There is a feature in various linkers which is most commonly called ‘as-needed’. When the linker detects that no symbols are referenced in a consumer executable (exe) or dynamically shared objects (DSO) it elides this DT_NEEDED entry from the ELF dynamic section. We do this so that our software loads more quickly. It also leads to the possibility of implementing a new feature in conda-build whereby it would warn when a ‘library’ package (identified via some heuristics, a lib prefix perhaps; existence of DSOs?) ends up in the runtime requirements but is not actually used in any of the exes or DSOs. This would allow us to consider these as candidates for removal thus making the package less heavy-weight. For the curious, there’s a function in conda-build called check_overlinking and the original intention for this function was to do this but it ended up checking for the opposite (worse!) problem of ‘underlinking’. This we define as missing dependencies, which happens frequently when something gets installed in the host prefix through a transitive dependency and is therefore not listed as a direct run dependency despite being directly linked to some exe(s) and/or DSO(s) in the package (build systems are sometimes ‘greedy’ linking to whatever they can find). We denote this as ‘worse’ because when someone installs these two packages (3 including the dependency) and then removes (and cleans/prunes the environment) the one that directly depends upon the third package, the third package will also be removed because conda has no idea your package needs it and it will no longer load.

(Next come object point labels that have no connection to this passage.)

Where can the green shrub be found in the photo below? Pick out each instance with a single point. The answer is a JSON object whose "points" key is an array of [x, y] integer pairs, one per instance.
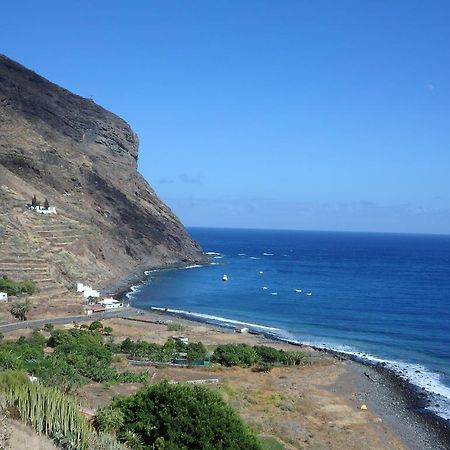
{"points": [[175, 327], [235, 355], [269, 354], [262, 367], [96, 325], [12, 287], [183, 416], [195, 351]]}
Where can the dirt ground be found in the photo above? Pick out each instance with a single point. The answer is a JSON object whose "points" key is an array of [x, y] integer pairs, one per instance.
{"points": [[314, 406], [24, 437], [307, 407]]}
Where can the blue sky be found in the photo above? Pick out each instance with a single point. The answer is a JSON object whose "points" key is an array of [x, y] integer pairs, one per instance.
{"points": [[324, 115]]}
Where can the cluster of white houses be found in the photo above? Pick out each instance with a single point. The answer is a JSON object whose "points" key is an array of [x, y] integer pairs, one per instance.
{"points": [[107, 303], [43, 210]]}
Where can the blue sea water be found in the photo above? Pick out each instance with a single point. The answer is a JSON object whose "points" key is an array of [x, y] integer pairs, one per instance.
{"points": [[384, 297]]}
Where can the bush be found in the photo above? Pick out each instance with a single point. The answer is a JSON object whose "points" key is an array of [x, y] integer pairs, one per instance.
{"points": [[195, 351], [235, 355], [96, 325], [183, 416], [49, 326], [262, 368], [12, 287], [269, 354], [175, 327]]}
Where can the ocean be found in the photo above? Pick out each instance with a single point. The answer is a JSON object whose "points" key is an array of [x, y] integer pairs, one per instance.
{"points": [[380, 297]]}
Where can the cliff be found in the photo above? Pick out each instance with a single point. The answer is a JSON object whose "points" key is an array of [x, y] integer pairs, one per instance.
{"points": [[83, 159]]}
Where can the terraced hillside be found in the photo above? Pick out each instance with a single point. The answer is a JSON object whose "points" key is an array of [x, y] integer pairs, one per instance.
{"points": [[110, 223]]}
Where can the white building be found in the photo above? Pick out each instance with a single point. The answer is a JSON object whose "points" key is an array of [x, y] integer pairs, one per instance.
{"points": [[87, 291], [42, 210], [110, 303]]}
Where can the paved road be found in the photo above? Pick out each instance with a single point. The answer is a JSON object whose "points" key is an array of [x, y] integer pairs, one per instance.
{"points": [[125, 312]]}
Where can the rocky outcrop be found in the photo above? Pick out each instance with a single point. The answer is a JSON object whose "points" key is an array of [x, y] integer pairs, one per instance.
{"points": [[83, 158]]}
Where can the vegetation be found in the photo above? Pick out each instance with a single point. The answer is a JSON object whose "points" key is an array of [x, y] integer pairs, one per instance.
{"points": [[242, 355], [96, 325], [20, 308], [175, 327], [53, 413], [79, 356], [179, 416], [12, 287], [49, 327], [265, 357], [47, 410], [163, 353]]}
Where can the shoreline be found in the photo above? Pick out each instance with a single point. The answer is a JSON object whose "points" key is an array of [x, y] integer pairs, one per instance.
{"points": [[406, 414]]}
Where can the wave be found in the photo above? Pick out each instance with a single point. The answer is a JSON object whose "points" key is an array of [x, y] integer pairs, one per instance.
{"points": [[133, 290], [419, 376], [221, 320], [148, 272]]}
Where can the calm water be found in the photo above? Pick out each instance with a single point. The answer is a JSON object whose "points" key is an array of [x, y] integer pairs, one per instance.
{"points": [[383, 296]]}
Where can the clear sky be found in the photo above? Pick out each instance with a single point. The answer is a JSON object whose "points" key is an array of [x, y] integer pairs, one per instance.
{"points": [[323, 115]]}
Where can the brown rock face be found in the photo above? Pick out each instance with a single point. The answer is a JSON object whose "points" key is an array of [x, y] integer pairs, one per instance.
{"points": [[81, 157]]}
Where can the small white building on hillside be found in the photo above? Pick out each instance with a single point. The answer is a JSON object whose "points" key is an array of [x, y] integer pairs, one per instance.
{"points": [[110, 303], [42, 210], [87, 291]]}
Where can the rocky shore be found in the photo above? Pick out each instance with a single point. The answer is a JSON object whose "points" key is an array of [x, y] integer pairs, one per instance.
{"points": [[397, 405]]}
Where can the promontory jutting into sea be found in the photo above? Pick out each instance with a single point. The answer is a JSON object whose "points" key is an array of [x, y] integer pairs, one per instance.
{"points": [[382, 297], [158, 161]]}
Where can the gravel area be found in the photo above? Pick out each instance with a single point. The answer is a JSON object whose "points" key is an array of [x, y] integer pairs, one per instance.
{"points": [[397, 405]]}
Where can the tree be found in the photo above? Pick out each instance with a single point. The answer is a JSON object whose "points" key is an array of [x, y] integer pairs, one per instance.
{"points": [[95, 325], [108, 420], [235, 355], [20, 308], [195, 351], [183, 416]]}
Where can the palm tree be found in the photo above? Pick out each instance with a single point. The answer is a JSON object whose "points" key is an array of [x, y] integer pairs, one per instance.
{"points": [[20, 308], [108, 420]]}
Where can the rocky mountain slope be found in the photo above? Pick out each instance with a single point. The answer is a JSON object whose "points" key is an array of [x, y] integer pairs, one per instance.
{"points": [[83, 158]]}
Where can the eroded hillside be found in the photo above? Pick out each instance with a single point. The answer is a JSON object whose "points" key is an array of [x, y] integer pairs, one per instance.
{"points": [[109, 222]]}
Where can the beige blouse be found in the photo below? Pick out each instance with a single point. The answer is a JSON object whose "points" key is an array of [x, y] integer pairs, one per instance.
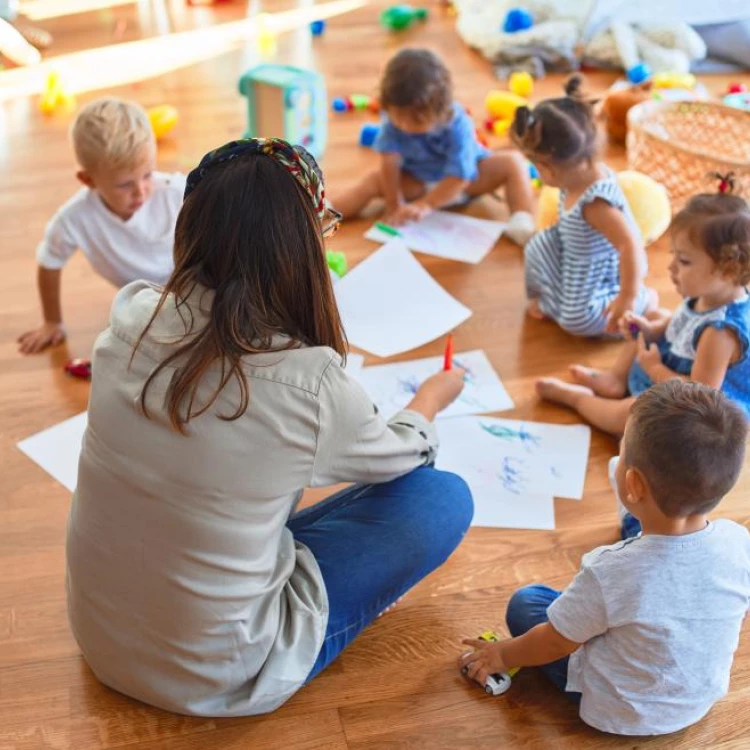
{"points": [[186, 590]]}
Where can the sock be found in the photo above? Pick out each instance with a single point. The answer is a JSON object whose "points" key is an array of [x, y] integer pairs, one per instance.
{"points": [[520, 227]]}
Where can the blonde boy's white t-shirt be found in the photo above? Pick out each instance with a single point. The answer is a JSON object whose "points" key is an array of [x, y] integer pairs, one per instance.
{"points": [[120, 251]]}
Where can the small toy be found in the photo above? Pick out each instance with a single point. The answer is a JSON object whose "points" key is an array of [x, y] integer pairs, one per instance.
{"points": [[502, 105], [162, 119], [336, 262], [521, 83], [368, 134], [79, 368], [740, 100], [400, 17], [499, 682], [286, 102], [55, 96], [673, 81], [517, 19], [616, 106]]}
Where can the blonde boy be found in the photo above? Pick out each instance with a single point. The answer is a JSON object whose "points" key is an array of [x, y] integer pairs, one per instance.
{"points": [[123, 219]]}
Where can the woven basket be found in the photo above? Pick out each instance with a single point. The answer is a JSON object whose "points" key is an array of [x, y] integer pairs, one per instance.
{"points": [[680, 143]]}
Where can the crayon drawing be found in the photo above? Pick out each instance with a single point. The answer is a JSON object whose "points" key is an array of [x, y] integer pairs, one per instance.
{"points": [[392, 386]]}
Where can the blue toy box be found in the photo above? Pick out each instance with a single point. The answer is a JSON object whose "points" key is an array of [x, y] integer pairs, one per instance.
{"points": [[287, 102]]}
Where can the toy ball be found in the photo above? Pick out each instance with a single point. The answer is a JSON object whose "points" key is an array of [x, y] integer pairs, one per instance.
{"points": [[368, 134], [163, 119], [638, 73], [501, 127], [503, 104], [674, 81], [336, 262], [738, 101], [399, 17], [521, 83], [517, 19]]}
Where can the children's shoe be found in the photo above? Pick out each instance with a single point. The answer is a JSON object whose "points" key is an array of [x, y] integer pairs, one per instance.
{"points": [[521, 227]]}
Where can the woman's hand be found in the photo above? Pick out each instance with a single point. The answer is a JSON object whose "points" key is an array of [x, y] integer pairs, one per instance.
{"points": [[486, 659], [438, 392]]}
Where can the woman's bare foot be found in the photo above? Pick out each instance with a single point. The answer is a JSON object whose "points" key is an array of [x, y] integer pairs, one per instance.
{"points": [[602, 382], [567, 394], [533, 310]]}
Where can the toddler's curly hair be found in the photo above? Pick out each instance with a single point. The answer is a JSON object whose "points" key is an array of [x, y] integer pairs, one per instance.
{"points": [[720, 224]]}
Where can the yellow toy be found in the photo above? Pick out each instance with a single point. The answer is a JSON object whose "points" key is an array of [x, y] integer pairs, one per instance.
{"points": [[673, 81], [162, 119], [55, 96], [521, 83], [502, 105], [647, 199]]}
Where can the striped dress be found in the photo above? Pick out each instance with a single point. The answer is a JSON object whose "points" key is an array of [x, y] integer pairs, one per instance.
{"points": [[573, 270]]}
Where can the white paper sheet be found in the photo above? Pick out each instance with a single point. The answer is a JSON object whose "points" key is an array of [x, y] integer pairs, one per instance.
{"points": [[57, 449], [523, 458], [447, 235], [389, 304], [392, 386]]}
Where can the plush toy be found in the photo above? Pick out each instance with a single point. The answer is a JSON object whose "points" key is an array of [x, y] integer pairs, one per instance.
{"points": [[647, 199], [615, 109]]}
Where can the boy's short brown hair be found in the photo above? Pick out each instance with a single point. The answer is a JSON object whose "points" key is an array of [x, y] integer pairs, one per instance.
{"points": [[417, 79], [111, 133], [688, 441]]}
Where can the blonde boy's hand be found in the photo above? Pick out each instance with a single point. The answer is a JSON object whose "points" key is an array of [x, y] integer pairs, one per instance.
{"points": [[486, 659], [618, 308], [48, 334]]}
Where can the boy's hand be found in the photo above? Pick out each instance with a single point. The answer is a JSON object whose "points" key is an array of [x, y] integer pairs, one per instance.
{"points": [[617, 309], [486, 659], [648, 355], [48, 334]]}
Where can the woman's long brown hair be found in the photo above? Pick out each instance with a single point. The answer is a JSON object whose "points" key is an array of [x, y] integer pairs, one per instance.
{"points": [[249, 233]]}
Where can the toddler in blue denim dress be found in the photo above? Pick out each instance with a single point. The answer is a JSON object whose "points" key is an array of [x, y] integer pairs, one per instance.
{"points": [[707, 339], [430, 156]]}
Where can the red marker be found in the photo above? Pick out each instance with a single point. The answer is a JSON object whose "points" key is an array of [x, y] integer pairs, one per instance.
{"points": [[448, 358]]}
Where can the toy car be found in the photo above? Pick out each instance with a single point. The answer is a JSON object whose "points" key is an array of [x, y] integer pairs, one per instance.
{"points": [[79, 368], [499, 682]]}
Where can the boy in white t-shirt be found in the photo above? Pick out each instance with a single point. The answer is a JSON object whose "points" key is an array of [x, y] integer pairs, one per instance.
{"points": [[123, 219], [645, 634]]}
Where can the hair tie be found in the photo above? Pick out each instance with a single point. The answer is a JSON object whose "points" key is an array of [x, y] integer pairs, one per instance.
{"points": [[295, 159]]}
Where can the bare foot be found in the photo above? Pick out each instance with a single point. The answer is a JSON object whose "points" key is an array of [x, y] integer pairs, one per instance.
{"points": [[602, 382], [392, 606], [534, 311], [567, 394]]}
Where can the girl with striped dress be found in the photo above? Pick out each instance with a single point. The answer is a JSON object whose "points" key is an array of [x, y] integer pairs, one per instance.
{"points": [[586, 271]]}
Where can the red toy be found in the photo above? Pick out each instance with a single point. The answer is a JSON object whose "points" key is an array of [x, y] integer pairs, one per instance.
{"points": [[79, 368]]}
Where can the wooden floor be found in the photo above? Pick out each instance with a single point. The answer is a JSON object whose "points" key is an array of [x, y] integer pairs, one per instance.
{"points": [[397, 686]]}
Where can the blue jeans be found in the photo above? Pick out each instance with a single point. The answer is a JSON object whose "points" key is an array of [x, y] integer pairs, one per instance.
{"points": [[528, 608], [375, 542]]}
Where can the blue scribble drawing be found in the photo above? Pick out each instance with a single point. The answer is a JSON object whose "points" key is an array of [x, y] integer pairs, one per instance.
{"points": [[521, 434], [512, 475]]}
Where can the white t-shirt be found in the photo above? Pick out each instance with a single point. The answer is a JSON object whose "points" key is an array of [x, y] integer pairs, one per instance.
{"points": [[120, 251], [659, 618]]}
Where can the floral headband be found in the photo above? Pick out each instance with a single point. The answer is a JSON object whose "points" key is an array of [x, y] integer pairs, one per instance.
{"points": [[295, 159]]}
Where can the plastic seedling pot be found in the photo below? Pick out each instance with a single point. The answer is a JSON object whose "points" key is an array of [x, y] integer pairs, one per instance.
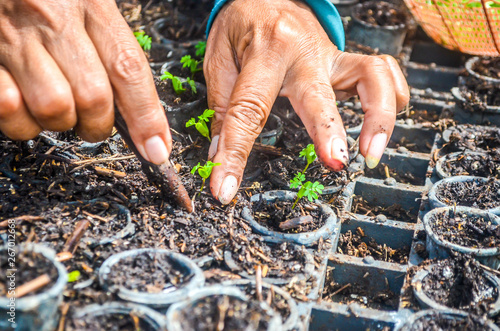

Unfortunately in most linkers the flag used to enable this (--as-needed) only takes effect for libraries that appear after it on the command-line. We have patched our libtool package (with a modified patch sourced from Gentoo) so this flag, if found, is moved to before any libraries in this linker command-line. The patch can be found at https://github.com/AnacondaRecipes/libtool-feedstock/blob/master/recipe/0001-link-as-needed.patch

To ensure we take advantage of this flag, it is necessary to run autoreconf -vfi so that the libtool script is regenerated. Before running configure. For this you will need to add some dependencies to meta.yaml: libtool, autoconf, automake, make and occasionallty for good measure: pkg-config and bison, depending on whether the package needs them or not.

CDT packages

CDT packages are an ‘Anaconda Distribution’ invention. They consist of repackaged ‘CentOS6’ packages for libraries such as the X11 and OpenGL stacks, unpacked into our compilers inbuilt sysroot. These allow us to link to these system libraries in a way that pins the compatibility level to that of ‘CentOS6’. ‘conda-forge’ provide their own X11 libraries and what to do with OpenGL is currently a subject of discussion. We plan to use meta-packages and possibly mutex packages to enable sharing recipes and avoiding conflicts between CDT X11 packages and conda-forge X11 packages.